Northumberland County Council (25 015 672)
Category : Planning > Planning applications
Decision : Closed after initial enquiries
Decision date : 06 Mar 2026
The Ombudsman's final decision:
Summary: We will not investigate this complaint about the Council’s failure to provide information on a planning application. The injustice arising from the Council’s omission is not significant enough to warrant investigation, and we cannot achieve the outcome Mrs X wants.
The complaint
- Mrs X complains the Council failed to disclose to the local planning authority that a property, with a current planning application, had been the subject of several nuisance complaints. Mrs X said the Council should disclose more information about the impact of the property.
- Mrs X wants the local planning authority to refuse planning permission.
The Ombudsman’s role and powers
- We investigate complaints about ‘maladministration’ and ‘service failure’, which we call ‘fault’. We must also consider whether any fault has had an adverse impact on the person making the complaint, which we call ‘injustice’. We provide a free service, but must use public money carefully. We do not start or continue an investigation if we decide any injustice is not significant enough to justify our involvement, or we cannot achieve the outcome someone wants. (Local Government Act 1974, section 24A(6), as amended, section 34(B))
How I considered this complaint
- I considered information provided by Mrs X.
- I considered the Ombudsman’s Assessment Code.
My assessment
- Mrs X was unhappy the Council’s Environmental Health Team, initially made no comment, as a non-statutory consultee, to a planning application, where it is also the local planning authority (LPA). Mrs X said this meant as an LPA, it would not have the full breadth of knowledge about previous concerns in relation to the new planning application.
- The Council has previously received and investigated nuisance complaints relating to the planning applicant’s property.
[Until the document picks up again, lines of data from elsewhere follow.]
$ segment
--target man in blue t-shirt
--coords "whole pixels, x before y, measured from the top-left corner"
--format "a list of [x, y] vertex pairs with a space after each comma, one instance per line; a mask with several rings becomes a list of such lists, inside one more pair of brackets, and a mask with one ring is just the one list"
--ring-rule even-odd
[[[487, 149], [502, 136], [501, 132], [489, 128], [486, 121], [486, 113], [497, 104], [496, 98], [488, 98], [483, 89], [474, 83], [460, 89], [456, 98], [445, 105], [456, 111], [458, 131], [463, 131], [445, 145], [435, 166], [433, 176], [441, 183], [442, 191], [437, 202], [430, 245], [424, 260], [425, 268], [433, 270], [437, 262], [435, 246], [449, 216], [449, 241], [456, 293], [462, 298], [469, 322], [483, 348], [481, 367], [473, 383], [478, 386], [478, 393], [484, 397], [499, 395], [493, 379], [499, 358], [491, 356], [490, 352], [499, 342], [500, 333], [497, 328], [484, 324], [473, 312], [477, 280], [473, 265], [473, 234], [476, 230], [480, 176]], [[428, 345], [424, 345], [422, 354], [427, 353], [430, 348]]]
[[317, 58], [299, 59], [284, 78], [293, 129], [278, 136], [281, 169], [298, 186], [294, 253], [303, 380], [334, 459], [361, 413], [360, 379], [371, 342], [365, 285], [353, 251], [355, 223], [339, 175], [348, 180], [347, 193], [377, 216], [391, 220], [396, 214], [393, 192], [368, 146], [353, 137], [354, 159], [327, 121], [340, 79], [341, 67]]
And in those instances, the Council decided there was no statutory nuisance. Nonetheless, during the complaint procedures, the Council has accepted it should have disclosed more information to the LPA, when invited to do so. The Council has apologised to Mrs X for its omission and provided further information, as a consultee, about conditions to place on the site, to prevent nuisance. That is appropriate.
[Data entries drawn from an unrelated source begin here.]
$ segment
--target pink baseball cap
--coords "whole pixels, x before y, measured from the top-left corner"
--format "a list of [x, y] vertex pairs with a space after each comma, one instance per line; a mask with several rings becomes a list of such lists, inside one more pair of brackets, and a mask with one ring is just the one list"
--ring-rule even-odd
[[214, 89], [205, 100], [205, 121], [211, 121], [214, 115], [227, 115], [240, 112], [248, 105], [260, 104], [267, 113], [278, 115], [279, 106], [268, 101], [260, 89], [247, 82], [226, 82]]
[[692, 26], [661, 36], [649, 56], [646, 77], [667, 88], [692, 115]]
- Additionally, members of the public can comment on planning applications before they are decided. A number of people have registered their objection to this application and have specifically shared the applicant presents a nuisance to them. So, despite the Council’s earlier omission, the local planning authority was still aware of the concerns and could enquire into those. And in any case, the LPA is yet to decide on the planning application.
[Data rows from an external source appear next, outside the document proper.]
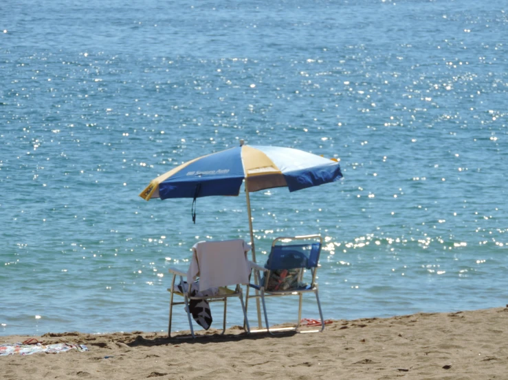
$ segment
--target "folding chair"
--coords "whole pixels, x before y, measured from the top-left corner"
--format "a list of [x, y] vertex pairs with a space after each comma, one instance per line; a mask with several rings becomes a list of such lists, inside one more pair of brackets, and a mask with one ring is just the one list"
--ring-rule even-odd
[[[252, 332], [267, 331], [296, 331], [300, 333], [322, 331], [324, 329], [321, 304], [319, 300], [318, 284], [316, 283], [316, 276], [319, 266], [319, 255], [322, 246], [322, 239], [318, 235], [297, 236], [294, 237], [278, 237], [272, 244], [272, 250], [265, 266], [259, 265], [252, 261], [250, 265], [254, 270], [254, 275], [258, 277], [256, 285], [250, 283], [247, 289], [246, 307], [250, 298], [261, 298], [265, 313], [266, 329], [252, 331]], [[308, 270], [310, 272], [310, 283], [304, 284], [304, 272]], [[261, 272], [263, 272], [261, 278]], [[307, 276], [305, 276], [307, 279]], [[250, 287], [256, 290], [256, 294], [249, 296]], [[321, 318], [321, 329], [318, 330], [300, 330], [302, 320], [302, 302], [303, 294], [313, 293], [318, 301], [318, 309]], [[296, 326], [270, 328], [268, 322], [265, 298], [278, 296], [298, 296], [298, 320]]]
[[[247, 314], [243, 304], [243, 294], [241, 285], [247, 285], [249, 283], [250, 269], [247, 259], [247, 252], [250, 250], [250, 246], [242, 239], [226, 240], [221, 241], [200, 241], [192, 247], [192, 259], [187, 273], [171, 268], [169, 272], [173, 274], [171, 287], [168, 289], [170, 292], [169, 302], [169, 324], [168, 326], [168, 336], [171, 337], [171, 321], [173, 318], [173, 307], [177, 305], [185, 305], [185, 310], [190, 328], [190, 334], [195, 338], [192, 328], [192, 322], [189, 302], [190, 300], [207, 300], [209, 302], [223, 301], [224, 302], [224, 319], [222, 334], [225, 331], [225, 321], [227, 312], [227, 300], [231, 297], [240, 299], [242, 311], [243, 311], [243, 326], [247, 333], [250, 333], [249, 323], [247, 320]], [[180, 278], [181, 289], [175, 287], [177, 276]], [[187, 289], [184, 284], [184, 277], [187, 278]], [[211, 295], [192, 295], [192, 290], [195, 287], [192, 284], [194, 280], [199, 277], [199, 281], [195, 284], [198, 285], [200, 293], [207, 293], [207, 289], [214, 289], [215, 292], [208, 292]], [[228, 286], [234, 286], [234, 289], [230, 289]], [[205, 291], [205, 292], [203, 292]], [[173, 296], [176, 294], [184, 297], [183, 302], [175, 302]], [[198, 335], [199, 336], [199, 335]]]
- Therefore, because of the actions the Council has already taken and my observations in the paragraph above, Mrs X has not been caused a significant injustice by the Council’s earlier omission and we will not investigate.
- In any event, we cannot achieve what Mrs X is looking for. We could not compel the local planning authority to refuse the application because of the Council’s omission or direct it on what information it needs to disclose to the LPA.
Final decision
- We will not investigate Mrs X’s complaint because the injustice arising from the Council’s omission is not significant enough to warrant investigation, and we cannot achieve the outcome Mrs X wants.